Per quanto riguarda il paziente anziano viene riportato che gli studi clinici hanno incluso solo soggetti con una PAS iniziale di almeno 160 mmHg e che in nessun trial, in cui è stato dimostrato un beneficio, è stata raggiunta una PAS inferiore a 140 mmHg.
Simili raccomandazioni vengono fornite per i pazienti con pregressi eventi cerebrovascolari e coronarici, anche per i quali l’evidenza dei benefici di ridurre i valori di PAS a meno di 130 mmHg è controversa.
L’ultima revisione Cochrane sull’argomento riporta che ridurre la pressione al di sotto degli abituali target (140-160/90-100 mmHg) non riduce la mortalità nè la morbilità [2].

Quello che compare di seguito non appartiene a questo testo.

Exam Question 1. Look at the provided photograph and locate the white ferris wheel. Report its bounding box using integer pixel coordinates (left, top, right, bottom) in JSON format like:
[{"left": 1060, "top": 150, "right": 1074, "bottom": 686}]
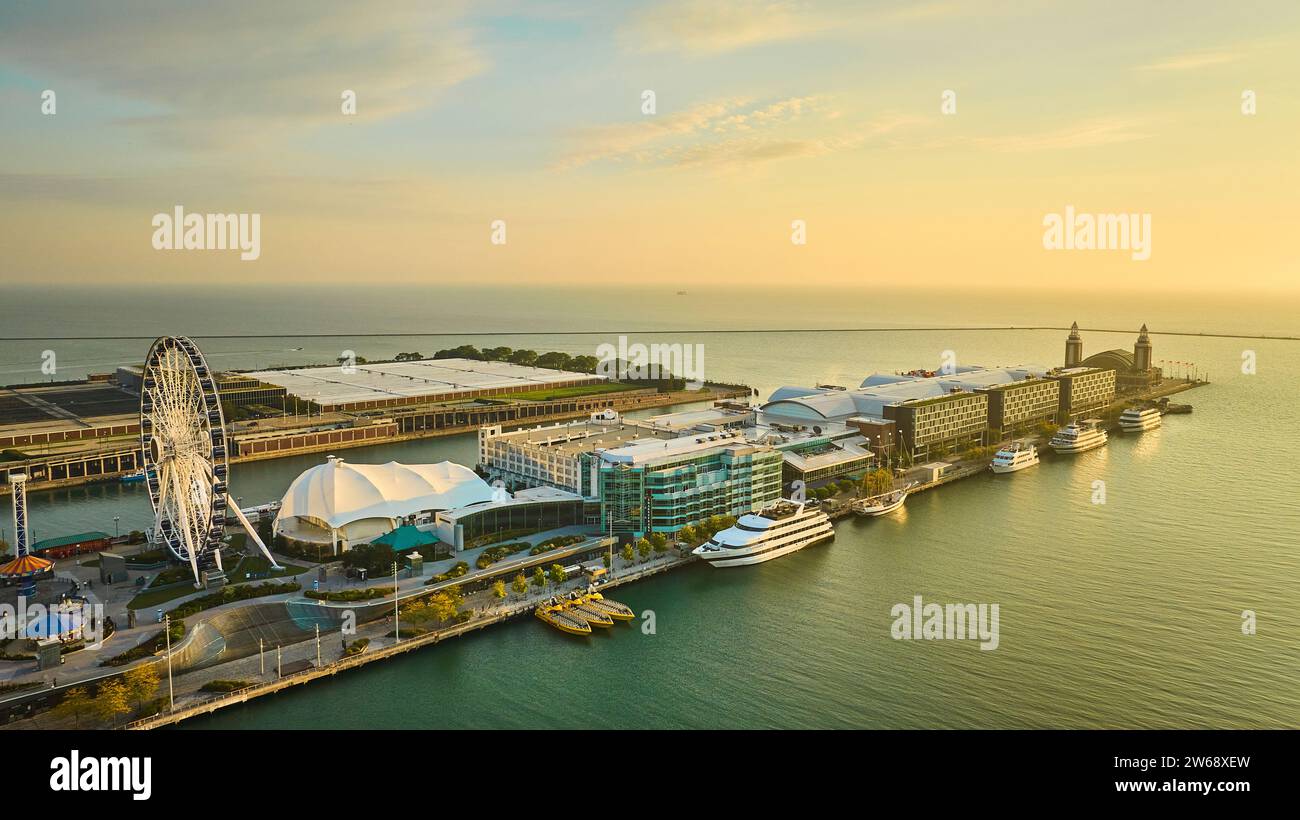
[{"left": 140, "top": 337, "right": 278, "bottom": 586}]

Oltre agli studi citati nella “pillola”, una recente analisi retrospettiva dei dati dello studio LIFE rinforza la possibilità di una curva a J per quanto riguarda la relazione tra PA ed eventi cardiovascolari maggiori [3].

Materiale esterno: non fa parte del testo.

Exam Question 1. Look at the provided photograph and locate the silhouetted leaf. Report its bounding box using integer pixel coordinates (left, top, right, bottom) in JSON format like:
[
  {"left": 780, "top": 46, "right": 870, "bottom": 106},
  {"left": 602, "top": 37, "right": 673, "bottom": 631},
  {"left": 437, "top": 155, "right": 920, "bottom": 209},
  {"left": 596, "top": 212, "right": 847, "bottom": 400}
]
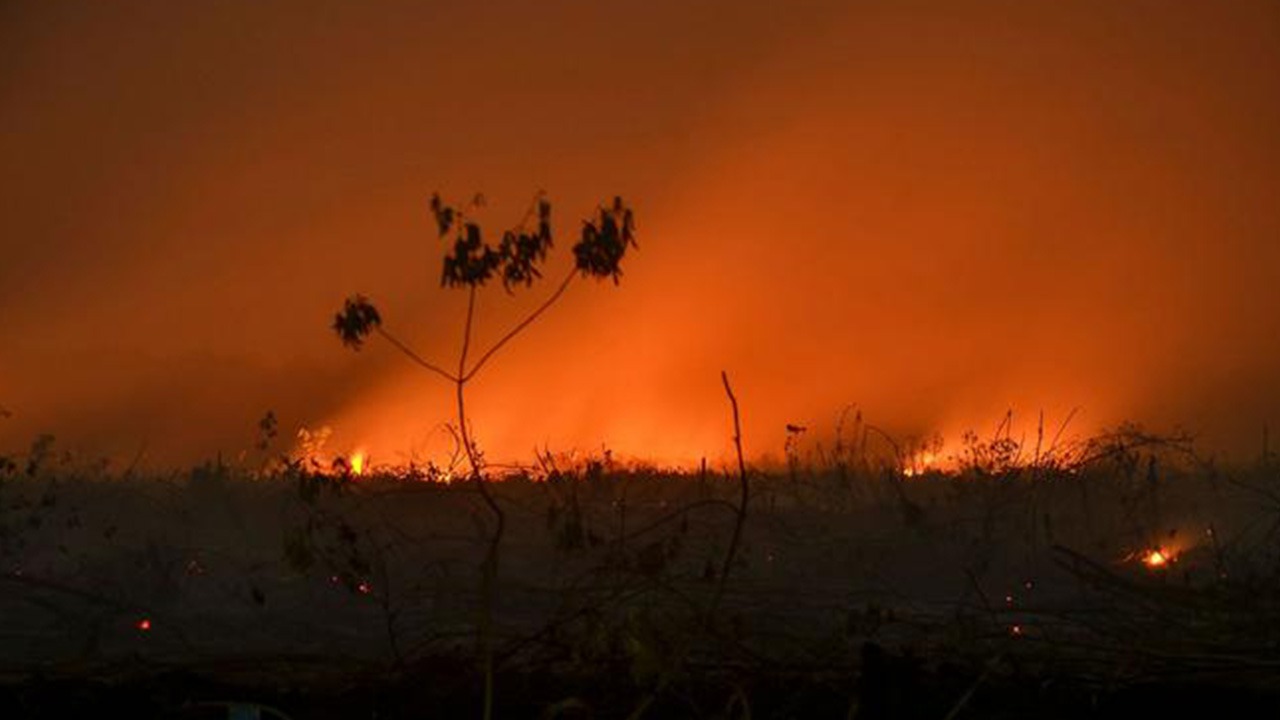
[{"left": 333, "top": 295, "right": 383, "bottom": 350}]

Sono dunque necessari ulteriori studi, che confrontino strategie aggressive e meno aggressive, in pazienti con diversi livelli di rischio cardiovascolare, per stabilire finalmente i valori pressori da raggiungere nelle diverse condizioni cliniche. Nel frattempo…. non sentiamoci in colpa per le accuse di inerzia terapeutica !.


Bibliografia

1) Reappraisal of European guidelines on hypertension management: a European Society of Hypertension Task Force document. Journal of Hypertension 2009; 27: 2121-58
2) Arguedas JA, Perez MI, Wright JM. Treatment blood pressure targets for hypertension. Cochrane Database of Systematic Reviews 2009, Issue 3. Art. No.: CD004349. DOI: 0.1002/14651858.CD004349.pub2
3) Okin PM, Hille DA, Kjeldsen SE, Dahlöf B, Devereux RB. Impact of lower achieved blood pressure on outcomes in hypertensive patients. J Hypertens. 2012; 30: 802-10.